How backup jobs fail silently

pg_dump failures

bash
# This looks correct but has a critical flaw
0 2 * * * pg_dump mydb > /backups/mydb.sql 2>/dev/null

Common pg_dump failure modes:

  • Authentication failure — password changed, pg_hba.conf updated
  • Connection refused — PostgreSQL restarted, port changed
  • Disk full — backup file grows until the disk is full, then the dump is truncated
  • OOM kill — large databases can exhaust memory during dump
  • Table lock timeout — long-running transactions block the dump

In all cases, the cron job "ran" but produced either no file or a corrupt file.

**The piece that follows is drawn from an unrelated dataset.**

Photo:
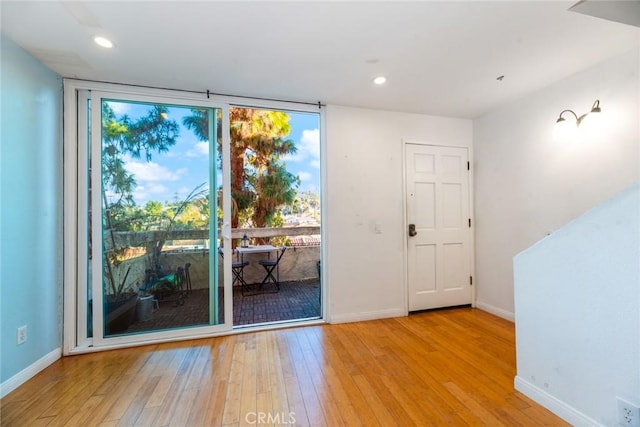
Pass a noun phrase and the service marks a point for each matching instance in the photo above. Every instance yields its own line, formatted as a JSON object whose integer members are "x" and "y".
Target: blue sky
{"x": 186, "y": 165}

Without monitoring, you won't know.

mysqldump failures

bash
# Another silent failure waiting to happen
0 3 * * * mysqldump --all-databases > /backups/all.sql

mysqldump-specific issues:

  • Locked tables — InnoDB lock waits timeout
  • Binary log position lost — replication-safe dumps fail if binlog rotated
  • Character encoding corruption — missing --default-character-set=utf8mb4
  • Partial dumps — one database errors out, rest are skipped

The "empty file" trap

The worst failure: the backup runs, produces a file, but the file is empty or trivially small.

bash
$ ls -la /backups/
-rw-r--r-- 1 root root     0 Apr 14 02:00 mydb.sql      # empty!
-rw-r--r-- 1 root root  1024 Apr 13 02:00 mydb.sql.1    # yesterday, also empty
-rw-r--r-- 1 root root 450M  Apr 10 02:00 mydb.sql.4    # last real backup: 4 days ago

Without size validation, you'll archive weeks of empty files and only realize it during an emergency restore.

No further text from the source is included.